A case brought by international pension schemes, endowments and other large investors against Swiss reinsurer Converium Holding (now Scor Holding (Switzerland)), was settled out of court with damages of over $58 million being approved for distribution by the Amsterdam Court of Appeal last week.
The court was used once before in a similar case launched in 2007 against Royal Dutch Shell, when investors resolved their claims for €316 million with the oil giant. Since then, the US Supreme Court’s 2010 decision in Morrison vs. National Australia Bank, called time on investors seeking to recover damages incurred on securities purchased on an exchange outside of the US against non-US companies under the US securities laws.
Bruce Bernstein, Counsel at Bernstein, Litowitz, Berger and Grossmann, which served as co-lead counsel for the investor class in the Converium action, told aiCIO: “Following the Morrison decision, European investors and other non-US investors have faced new hurdles in seeking to recover losses due to alleged fraud.”

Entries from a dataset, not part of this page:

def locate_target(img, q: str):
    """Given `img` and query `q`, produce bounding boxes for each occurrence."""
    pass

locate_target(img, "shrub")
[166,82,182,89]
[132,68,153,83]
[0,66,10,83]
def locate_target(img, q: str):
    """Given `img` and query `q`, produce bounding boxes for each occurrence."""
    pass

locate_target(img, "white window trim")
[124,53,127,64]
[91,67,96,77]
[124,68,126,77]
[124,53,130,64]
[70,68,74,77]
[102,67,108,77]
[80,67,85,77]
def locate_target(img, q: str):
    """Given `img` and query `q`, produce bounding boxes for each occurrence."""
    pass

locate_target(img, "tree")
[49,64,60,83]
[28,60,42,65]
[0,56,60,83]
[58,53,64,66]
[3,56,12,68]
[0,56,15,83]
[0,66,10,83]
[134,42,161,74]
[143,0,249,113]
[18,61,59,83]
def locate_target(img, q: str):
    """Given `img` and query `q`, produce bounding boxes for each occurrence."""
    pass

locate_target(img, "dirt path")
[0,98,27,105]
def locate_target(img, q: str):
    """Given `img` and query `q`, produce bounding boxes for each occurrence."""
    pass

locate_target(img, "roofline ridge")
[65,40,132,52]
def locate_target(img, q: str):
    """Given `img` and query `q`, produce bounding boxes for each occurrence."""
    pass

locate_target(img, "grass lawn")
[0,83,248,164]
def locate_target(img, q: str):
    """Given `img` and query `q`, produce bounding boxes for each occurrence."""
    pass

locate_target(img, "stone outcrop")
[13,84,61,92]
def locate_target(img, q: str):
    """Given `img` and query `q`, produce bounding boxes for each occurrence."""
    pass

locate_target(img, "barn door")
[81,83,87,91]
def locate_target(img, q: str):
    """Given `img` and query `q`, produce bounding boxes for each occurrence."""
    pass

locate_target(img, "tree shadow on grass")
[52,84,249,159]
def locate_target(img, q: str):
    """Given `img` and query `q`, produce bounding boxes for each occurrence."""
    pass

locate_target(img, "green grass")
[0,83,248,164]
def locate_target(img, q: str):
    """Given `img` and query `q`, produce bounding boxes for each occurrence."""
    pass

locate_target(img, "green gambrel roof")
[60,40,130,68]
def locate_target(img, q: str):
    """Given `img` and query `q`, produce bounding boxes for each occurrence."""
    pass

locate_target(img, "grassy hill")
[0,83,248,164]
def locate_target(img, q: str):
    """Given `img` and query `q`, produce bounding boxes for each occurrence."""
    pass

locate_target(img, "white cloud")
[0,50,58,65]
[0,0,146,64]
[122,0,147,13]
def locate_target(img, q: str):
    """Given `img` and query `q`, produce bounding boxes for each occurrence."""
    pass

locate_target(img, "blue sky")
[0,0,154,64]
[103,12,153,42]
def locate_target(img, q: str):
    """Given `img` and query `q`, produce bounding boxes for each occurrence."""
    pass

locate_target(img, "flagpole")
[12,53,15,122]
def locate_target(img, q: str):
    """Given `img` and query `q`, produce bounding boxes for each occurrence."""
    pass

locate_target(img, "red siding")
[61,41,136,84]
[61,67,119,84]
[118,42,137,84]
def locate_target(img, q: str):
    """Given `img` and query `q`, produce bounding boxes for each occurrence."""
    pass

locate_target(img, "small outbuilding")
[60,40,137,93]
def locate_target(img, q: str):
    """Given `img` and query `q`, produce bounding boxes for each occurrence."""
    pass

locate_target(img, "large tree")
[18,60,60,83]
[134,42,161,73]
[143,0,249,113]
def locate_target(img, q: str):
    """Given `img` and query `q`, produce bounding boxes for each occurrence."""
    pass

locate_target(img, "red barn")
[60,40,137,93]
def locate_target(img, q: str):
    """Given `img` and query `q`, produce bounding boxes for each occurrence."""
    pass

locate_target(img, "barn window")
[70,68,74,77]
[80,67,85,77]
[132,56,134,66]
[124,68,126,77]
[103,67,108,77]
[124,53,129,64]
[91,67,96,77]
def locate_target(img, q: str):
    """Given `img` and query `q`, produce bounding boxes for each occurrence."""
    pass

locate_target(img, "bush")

The move by the Dutch legal system in the Coverium case has now thrown them a new lifeline.
Bernstein said: “This result is significant for non-US pension schemes and other large investors, in the Netherlands and elsewhere. It is possible, following the successful outcome in Converium, that we will see non-US investors taking similar efforts in other matters in the Netherlands.”
He added: “The approved settlement offers an avenue of redress that some thought had been significantly limited because of the Morrison decision. It also could provide defendants whose shares trade on a non-US exchange with the opportunity to achieve global peace through a class wide resolution.”
Coverium had not responded to calls for comment at the time of going to press.